Energie

Die deutsche Papier- und Verpackungsindustrie hat durch High-Tech-Standards bereits eine exzellente Energieeffizienzstufe erreicht. Trotzdem: sie bleibt eine energieintensive Industrie, die auf die Stabilität der Stromnetze angewiesen ist. Eine Herausforderung, gerade für Bayern, wo bis 2011 2/3 des Stroms durch Kernkraft erzeugt wurden.

Unsere Kernthesen zur Energie:

Wohlstand trotz Energiewende sichern!

Ohne eine sichere und vor allem international wettbewerbsfähige Stromversorgung steuert Bayern absehbar einer Deindustrialisierung entgegen, mit erheblichen Wohlstands- und Arbeitsplatzverlusten. Die Energieintensiven Industrien setzen sich für eine Lösung im europäischen Kontext ein, die den Sicherheitsbedürfnissen der Bevölkerung gerecht wird und wirtschaftlich tragfähig ist.

Kernziel: Versorgungssicherheit

Für Bayern stellt die Energiewende eine besonders große Herausforderung dar: Mit Abschaltung der Kernkraftwerke entfallen 2/3 der bisherigen Stromerzeugung. Zugleich haben wir in Bayern mit der Papier-, Chemie- und Glasindustrie einen besonders hohen Anteil von energieintensiven Industrien mit sehr hoher Wertschöpfung. Bayern wird nach Abschaltung der Grundlastkraftwerke (Kernkraftwerke) nicht mehr in der Lage sein, seinen Strombedarf durch eigene Erzeugungskapazitäten zu decken. Hinzu kommen zahlreiche technische Herausforderungen wie die bisher ungelöste Sicherstellung der Netzstabilität, um Produktionsprozesse vor plötzlichen Spannungsabfällen zu schützen. Bereits Stromausfälle im Millisekundenbereich können in unseren High-Tech-Anlagen zum Produktionsabriss führen und Schäden in Millionenhöhe verursachen. Wir brauchen daher einen Masterplan für eine schrittweise und geordnete Umsetzung der Energiewende. Der Ausbau der Erneuerbaren Energien muss Hand in Hand gehen mit der Verfügbarkeit von Spitzenlastkraftwerken, Leitungs- und Speicherkapazitäten. Nur so kann das energiepolitische Zieldreieck aus Versorgungssicherheit, Bezahlbarkeit und Umweltfreundlichkeit wieder ins Gleichgewicht gebracht werden.

Energieeffizienz als Lösung

In der deutschen Papierindustrie konnte der spezifische Energieeinsatz zur Produktion von einer Tonne Papier durch kontinuierliche Prozess- und Maschinenverbesserungen von 1955 bis 2010 um 63% auf 3.066 kWh/t gesenkt werden. Unsere Unternehmen haben nach einer Studie des RWI (Energieeffizienz in der energieintensiven Industrie in Deutschland. RWI, Nov. 2010) bereits im Branchendurchschnitt zu 94% den Stand der Technik erreicht. Dieser hohe Standard eröffnet nur noch geringe Spielräume nach oben.
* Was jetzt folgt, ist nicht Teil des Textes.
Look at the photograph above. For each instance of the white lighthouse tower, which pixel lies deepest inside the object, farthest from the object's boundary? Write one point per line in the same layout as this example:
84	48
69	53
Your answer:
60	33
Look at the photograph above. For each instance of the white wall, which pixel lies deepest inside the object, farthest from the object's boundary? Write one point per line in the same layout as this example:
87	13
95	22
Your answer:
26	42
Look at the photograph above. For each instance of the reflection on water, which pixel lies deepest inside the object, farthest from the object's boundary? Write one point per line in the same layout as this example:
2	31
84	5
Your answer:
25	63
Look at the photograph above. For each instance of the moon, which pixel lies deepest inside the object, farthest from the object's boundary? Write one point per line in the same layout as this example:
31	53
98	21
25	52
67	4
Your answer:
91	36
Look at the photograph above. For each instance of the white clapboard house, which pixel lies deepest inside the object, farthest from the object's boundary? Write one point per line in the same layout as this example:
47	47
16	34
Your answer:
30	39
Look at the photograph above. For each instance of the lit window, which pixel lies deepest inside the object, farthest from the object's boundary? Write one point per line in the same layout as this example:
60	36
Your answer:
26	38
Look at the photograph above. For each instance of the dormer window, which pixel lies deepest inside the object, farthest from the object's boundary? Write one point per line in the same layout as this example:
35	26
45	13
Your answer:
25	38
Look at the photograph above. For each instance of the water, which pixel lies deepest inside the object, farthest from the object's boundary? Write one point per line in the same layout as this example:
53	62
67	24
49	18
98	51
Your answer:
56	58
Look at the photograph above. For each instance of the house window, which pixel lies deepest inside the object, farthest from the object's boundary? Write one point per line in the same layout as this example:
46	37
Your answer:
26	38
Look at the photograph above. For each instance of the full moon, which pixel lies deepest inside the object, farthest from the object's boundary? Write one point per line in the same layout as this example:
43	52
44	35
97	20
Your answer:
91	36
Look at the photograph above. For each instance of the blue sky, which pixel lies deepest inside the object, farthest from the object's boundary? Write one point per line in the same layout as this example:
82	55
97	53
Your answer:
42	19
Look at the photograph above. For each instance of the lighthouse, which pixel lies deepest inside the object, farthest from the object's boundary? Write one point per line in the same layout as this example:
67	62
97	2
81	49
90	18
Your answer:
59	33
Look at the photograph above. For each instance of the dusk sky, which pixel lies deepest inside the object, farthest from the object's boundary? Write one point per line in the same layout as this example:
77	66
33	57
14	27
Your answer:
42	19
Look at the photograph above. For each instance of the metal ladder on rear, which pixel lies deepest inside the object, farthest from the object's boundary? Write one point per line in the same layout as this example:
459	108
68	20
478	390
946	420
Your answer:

Innovationen statt ausufernder Strom- und Energiesteuer

Im Rahmen ihres letzten „Sparprogramms“ hat die Bundesregierung die Strom- und Energiesteuer für Produktionsbetriebe massiv erhöht – für einzelne unserer Mitglieder hat sich die Steuerbelastung verdoppelt. Solche Steuererhöhungen nach politischer Kassenlage sind Gift für den Standort.
Um international wettbewerbsfähig zu bleiben, benötigt die Papierindustrie regelmäßig Investitionen in moderne Produktionsanlagen. Da diese Investitonen  sich oft erst in Jahrzehnten amortisieren, ist Planungssicherheit für die Papierindustrie ein zentraler Faktor.
Derzeit gilt die Steuerentlastung für Unternehmen gem. § 54 EnergieStG bzw. §9b StromStG jeweils nur für einen Zeitraum von zwei Jahren und kann in Abstimmung mit der EU-Kommission für weitere zwei Jahre verlängert werden – mit dem Damoklesschwert einer weiteren Erhöhung.
Die dringend erforderliche Planungssicherheit für Investitionen schafft diesbezüglich nur die Aufnahme der Prozesse der Papierherstellung in den Katalog der begünstigten Prozesse und Verfahren nach § 51 EnergieStG und § 9a StromStG.